David Heiller
“Would you mind helping me in the woods?” I asked my
son on Sunday morning.
“Yeah, I suppose,” he answered enthusiastically.
He knew it was a rhetorical question.
He sat in the back of the trailer as Ι drove the Oliver 66 to the firewood that I had piled along the trail.
The first pile was
some big chunks of ash. “Let’s split them first,” I said. “They’ll dry better.
We tackled that job
with a double-bitted ax and a Monster Maul that I bought about 20 years ago.
The Monster Maul came with a lifetime guarantee, which impressed me at the
time. I remember telling Cindy, after seeing the ad in the Mother Earth News, “Hey, how can we go wrong? If it ever breaks, we
can get a new one for free.”
And it is
indestructible. That was the good news. The bad news is that you have to be a
pro football player on steroids to swing it for more than two minutes at a
time. It is heavy.
Noah and I discovered that as we tried to split the
ash. We did it, but our arms felt like used sticks of chewing gum.
The ax wasn’t much
better, Noah informed me. “The handle is cracked!” he said with distaste.
“Fine, just throw
the wood in as it is,” I replied. “We can split it in the yard.”
By
this time I was having trouble
breathing. I get asthma when I exercise,
or when it’s cold outside, and both factors were hitting me hard. I
sounded like Darth Vader as I loaded the big hunks of wood on the trailer.

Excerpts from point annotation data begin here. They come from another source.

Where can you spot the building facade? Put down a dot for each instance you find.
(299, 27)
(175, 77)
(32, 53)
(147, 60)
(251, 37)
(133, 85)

It’s a very unpleasant feeling, not being able to catch your breath. I
remember as a child seeing my mother hunched over, laboring to breath. It was
scary. Now the chickens have come home to roost with me.
Still, I plugged
away. I didn’t want to let a 19-year-old boy show me up. We moved
up to the next pile, a big sugar maple that had split from a fellow tree. They
had been joined at the base like Siamese Twins, which was a weakness that
doomed one of them. Cindy had always favored this tree during syrup season,
because produced so well. It could hold four buckets, it, was so big. Then it
split and half of it was going into the trailer. I should have cut it up a
year ago, but I put it off. We heat with propane
now and all we need firewood for now is the sauna and making maple syrup and an
occasional campfire. It was good to think that the tree would be put to good
use one last time.
With Noah walking ahead, I drove back to the yard
with the full trailer, then we unloaded it. We talked about important things
while worked, like the upcoming Vikings-Falcon football game. Hey, you’d don’t
have to have profound conversations in order for them tο be meaningful.
Noah and David |
That’s one thing I
miss about making fire-wood: it gave me
an excuse to work with the kids. I like to think it was good for Noah, having
to split wood and keep the woodbox filled. I don’t think he would agree, at
least at this point in his life.
There’s
a lot that can be said about making firewood. It’s a fairly simple job, but one
that: can give you a glimpse of some important things in life. Hard work (even if
it brings οn a little asthma). Making sure things don’t go to waste. Working with
your kids. I was reminded of that last Sunday, and I’m thankful for that.